Chinese diesel engines manufacturer

Henan Diesel Engine Industry Co., Ltd is a member of China Shipbuilding Industry Corporation (CSIC) and the research and manufacturing base of high and medium-speed, high power diesel engines in China, specialized in manufacturing, sale and service of diesel engines, gas engines, diesel generating sets, gas generating sets and emergency/fire pump sets.

==Products==
HND, built in 1958, specialized in manufacturing L12-180 and 42-160 diesel engines at the beginning.

===Licensed from Deutz===
It introduced the licensed technology from DEUTZ-MWM Company, Germany in 1985 and has produced series MWM234 diesel engines in V6, V8 and V12 and series MWM604BL6 diesel engines and TBD620V8, V12 and V16 diesel engines. It has researched and developed series TBD236 and TBD620L6 diesel engines and gas engines with its own intellectual property.
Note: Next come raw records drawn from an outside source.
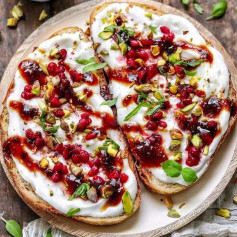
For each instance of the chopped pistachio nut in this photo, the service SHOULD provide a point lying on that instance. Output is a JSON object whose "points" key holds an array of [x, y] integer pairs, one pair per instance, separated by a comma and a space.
{"points": [[206, 150], [11, 22], [176, 134], [196, 140], [114, 47], [43, 15], [173, 89], [105, 35], [155, 50], [169, 202], [161, 62], [188, 107], [224, 212], [44, 163], [123, 48], [173, 214]]}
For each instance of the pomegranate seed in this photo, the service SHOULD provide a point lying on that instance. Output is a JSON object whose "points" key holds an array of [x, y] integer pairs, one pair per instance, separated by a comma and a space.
{"points": [[151, 125], [56, 177], [123, 178], [93, 171], [59, 113], [52, 68]]}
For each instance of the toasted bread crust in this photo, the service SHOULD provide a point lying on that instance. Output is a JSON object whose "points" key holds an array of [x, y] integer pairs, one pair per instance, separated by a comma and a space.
{"points": [[26, 191], [146, 176]]}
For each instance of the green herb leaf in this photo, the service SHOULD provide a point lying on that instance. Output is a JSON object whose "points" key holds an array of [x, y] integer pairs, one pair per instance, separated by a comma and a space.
{"points": [[72, 212], [219, 9], [153, 29], [190, 64], [110, 102], [189, 175], [185, 2], [171, 168], [13, 227], [86, 61], [80, 191], [49, 232], [198, 8], [93, 67]]}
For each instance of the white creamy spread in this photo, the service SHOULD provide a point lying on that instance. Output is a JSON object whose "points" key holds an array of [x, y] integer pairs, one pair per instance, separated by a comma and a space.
{"points": [[40, 183], [213, 78]]}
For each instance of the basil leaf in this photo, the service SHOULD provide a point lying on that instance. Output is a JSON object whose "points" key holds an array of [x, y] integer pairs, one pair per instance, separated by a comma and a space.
{"points": [[49, 232], [185, 2], [86, 61], [198, 8], [110, 102], [80, 191], [218, 10], [189, 175], [13, 227], [153, 29], [93, 67], [72, 212], [155, 108], [171, 168]]}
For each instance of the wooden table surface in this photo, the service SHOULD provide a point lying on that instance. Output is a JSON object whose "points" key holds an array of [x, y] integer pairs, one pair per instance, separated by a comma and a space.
{"points": [[225, 30]]}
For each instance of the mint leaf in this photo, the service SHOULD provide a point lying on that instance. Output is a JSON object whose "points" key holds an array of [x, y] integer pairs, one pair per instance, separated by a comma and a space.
{"points": [[171, 168], [153, 29], [13, 227], [93, 67], [80, 191], [110, 102], [86, 61], [72, 212], [218, 10], [189, 175]]}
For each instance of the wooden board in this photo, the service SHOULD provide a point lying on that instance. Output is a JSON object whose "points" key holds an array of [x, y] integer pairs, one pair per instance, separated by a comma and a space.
{"points": [[81, 13]]}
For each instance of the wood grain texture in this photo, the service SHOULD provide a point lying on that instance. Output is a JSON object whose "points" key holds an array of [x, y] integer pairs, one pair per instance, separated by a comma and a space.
{"points": [[224, 29]]}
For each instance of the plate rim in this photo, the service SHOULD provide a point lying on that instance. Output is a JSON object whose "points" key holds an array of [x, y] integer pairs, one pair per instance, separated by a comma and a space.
{"points": [[49, 217]]}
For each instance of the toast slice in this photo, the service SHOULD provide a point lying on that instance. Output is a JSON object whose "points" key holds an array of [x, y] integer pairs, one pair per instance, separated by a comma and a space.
{"points": [[152, 55], [41, 169]]}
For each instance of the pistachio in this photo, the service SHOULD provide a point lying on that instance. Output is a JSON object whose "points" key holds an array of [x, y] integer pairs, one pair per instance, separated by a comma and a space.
{"points": [[188, 107], [161, 62], [146, 88], [64, 125], [206, 150], [176, 134], [105, 35], [112, 151], [114, 47], [50, 118], [169, 202], [127, 202], [140, 62], [96, 45], [175, 145], [44, 163], [123, 48], [196, 140], [76, 170], [106, 191], [173, 214], [224, 212], [104, 52], [43, 15], [11, 22], [155, 50], [173, 89], [194, 81], [92, 194]]}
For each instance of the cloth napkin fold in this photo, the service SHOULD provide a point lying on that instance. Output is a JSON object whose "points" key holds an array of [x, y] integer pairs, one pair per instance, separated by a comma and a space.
{"points": [[207, 224]]}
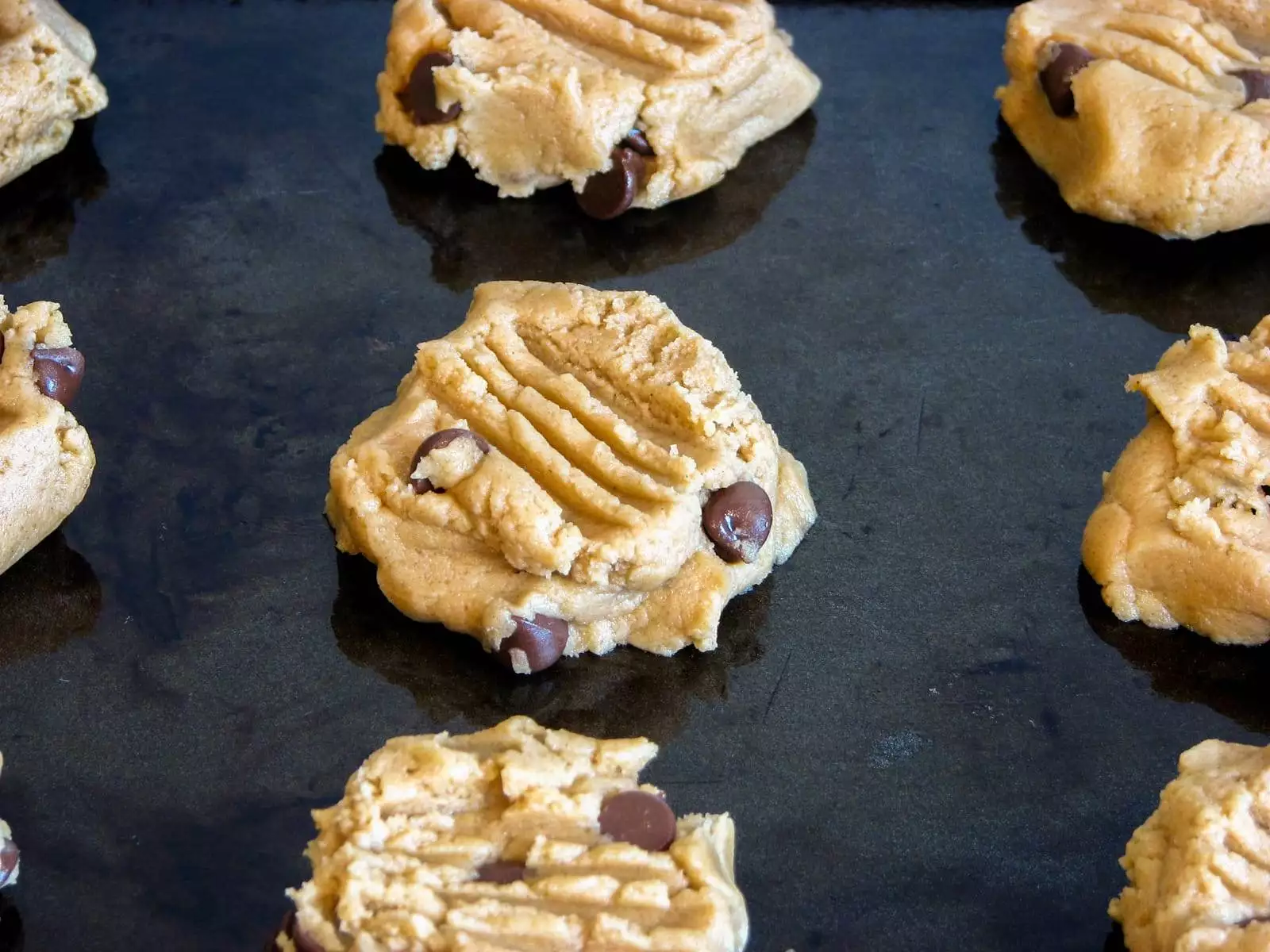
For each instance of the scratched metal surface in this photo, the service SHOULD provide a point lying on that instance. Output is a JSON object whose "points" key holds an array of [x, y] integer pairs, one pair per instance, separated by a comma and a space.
{"points": [[927, 727]]}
===Licensed from MAN B&W===
In 2007, the company obtained the license of manufacturing L16/24 and L21/31 engines from MAN B&W Co., and began batch production in 2008. At present, the output of diesel engines covers 110 kW~2336 kW and that of diesel generating sets covers 80 kW~1700 kW.

==Certification==
The quality system of design, development, production and servicing of diesel engines, gas engines, diesel generating sets and gas generating sets has been certified by China Xinshidai Quality System Certification Body in accordance with GB/T19001-2000(idtISO9001:2000), at the same time, the quality system of design, development, production and servicing of diesel engines, diesel generation sets has also been certified by this Body in accordance with GJB/Z9001-2001, It means HND got two certificates both for military and civil products. It is also able to provide IMO 2000 NOx emission certificates and classification certificates of CCS, ZY, ABS, GL, BV, DNV and LR.

==Applications==
The products are not only widely used in the ship field such as military equipment, commercial cargo ship, passenger ship, tourist ship, working ship, fishing ship and high-speed vessel but also in other fields such as petroleum industry, coal industry, mining, nuclear power station, hydropower station, emergency/fire pump and special vehicles.

==Exports==
The company's products have been exported to more than 50 countries and regions in Asia, Europe, Africa, the Americas and Oceania.